In his opinion, Welch said that Syed's original trial lawyer, Maria Cristina Gutierrez, "fell below the standard of reasonable professional judgment" when she didn't raise the issue of the reliability of cell-phone technology at trial.
"The court also finds that trial counsel's unprofessional error prejudiced [Syed's] defense because there is a substantial possibility that the result of the proceeding would have been different but for trial counsel's failure to cross-examine the State's cell-tower witness about the disclaimer," Welch wrote.
Gutierrez died in 2004, according to The New York Times.
The Maryland Attorney General’s Office indicated it will appeal the ruling, saying in a statement Thursday night that it had a responsibility to keep pursuing justice and “to defend what it believes is a valid conviction.”
Syed remains in prison in Western Maryland.

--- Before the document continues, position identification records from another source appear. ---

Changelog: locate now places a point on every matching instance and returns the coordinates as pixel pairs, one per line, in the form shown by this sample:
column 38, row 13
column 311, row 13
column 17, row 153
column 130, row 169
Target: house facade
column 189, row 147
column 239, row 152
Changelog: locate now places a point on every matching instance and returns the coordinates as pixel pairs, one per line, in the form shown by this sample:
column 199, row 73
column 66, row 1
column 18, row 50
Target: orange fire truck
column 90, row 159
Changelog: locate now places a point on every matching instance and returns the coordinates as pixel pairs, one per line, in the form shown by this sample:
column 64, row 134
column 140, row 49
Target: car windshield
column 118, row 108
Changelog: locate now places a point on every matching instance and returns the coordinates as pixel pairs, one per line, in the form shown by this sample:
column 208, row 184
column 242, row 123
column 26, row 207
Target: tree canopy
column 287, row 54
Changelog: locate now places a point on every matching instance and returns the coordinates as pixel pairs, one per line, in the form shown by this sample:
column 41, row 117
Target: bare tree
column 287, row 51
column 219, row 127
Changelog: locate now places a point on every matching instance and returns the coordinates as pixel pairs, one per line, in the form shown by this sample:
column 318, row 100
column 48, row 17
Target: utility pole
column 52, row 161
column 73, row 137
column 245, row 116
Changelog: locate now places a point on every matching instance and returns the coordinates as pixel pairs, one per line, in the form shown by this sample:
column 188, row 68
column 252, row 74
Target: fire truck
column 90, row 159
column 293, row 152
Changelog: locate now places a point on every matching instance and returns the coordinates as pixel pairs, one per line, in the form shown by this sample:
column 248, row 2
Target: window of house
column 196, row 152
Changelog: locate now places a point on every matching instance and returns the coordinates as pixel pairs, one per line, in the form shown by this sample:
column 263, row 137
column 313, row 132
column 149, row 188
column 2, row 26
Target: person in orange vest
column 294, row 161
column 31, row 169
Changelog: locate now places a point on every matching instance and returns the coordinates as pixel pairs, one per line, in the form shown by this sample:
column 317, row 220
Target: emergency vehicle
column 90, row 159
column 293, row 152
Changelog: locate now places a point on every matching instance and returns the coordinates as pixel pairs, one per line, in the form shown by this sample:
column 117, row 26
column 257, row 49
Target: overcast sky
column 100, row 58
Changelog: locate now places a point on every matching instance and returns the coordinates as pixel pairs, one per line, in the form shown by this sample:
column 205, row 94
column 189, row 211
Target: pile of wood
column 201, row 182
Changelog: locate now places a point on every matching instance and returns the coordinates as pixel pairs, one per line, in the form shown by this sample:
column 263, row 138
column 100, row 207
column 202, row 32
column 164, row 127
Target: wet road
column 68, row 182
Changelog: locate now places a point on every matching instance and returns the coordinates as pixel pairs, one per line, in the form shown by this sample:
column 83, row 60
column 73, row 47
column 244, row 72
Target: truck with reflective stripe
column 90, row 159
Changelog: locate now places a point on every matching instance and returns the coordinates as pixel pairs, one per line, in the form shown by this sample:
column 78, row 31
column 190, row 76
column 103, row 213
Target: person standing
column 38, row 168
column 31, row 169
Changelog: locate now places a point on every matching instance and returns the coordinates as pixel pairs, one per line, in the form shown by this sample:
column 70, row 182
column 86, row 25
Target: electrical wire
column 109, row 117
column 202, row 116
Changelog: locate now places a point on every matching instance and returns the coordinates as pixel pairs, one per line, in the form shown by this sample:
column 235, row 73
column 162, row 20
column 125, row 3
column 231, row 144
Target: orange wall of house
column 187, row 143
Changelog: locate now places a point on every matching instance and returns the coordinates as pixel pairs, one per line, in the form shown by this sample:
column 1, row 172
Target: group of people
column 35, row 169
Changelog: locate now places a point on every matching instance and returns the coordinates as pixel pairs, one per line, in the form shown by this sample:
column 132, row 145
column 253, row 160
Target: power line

His attorney said he will seek bail.
"We have been fighting for this day for, I think it's been about eight years now, and it's been a grueling fight, and there have been a lot of disappointments along the way, and there were times when it looked like we had lost," the attorney told a news conference. "But we made it. We got a new trial."
The podcast attracted a huge audience when it aired in 2014 and has been downloaded more than 100 million times, according to the Times. Attention to the case has continued on social media since then.
Welch emphasized the prominence of the case had nothing to do with his decision.
"Regardless of the public interest surrounding this case, the court used its best efforts to address the merits of petitioner's petition for post-conviction relief like it would in any other case that comes before the court, unfettered by sympathy, prejudice, or public opinion," he wrote.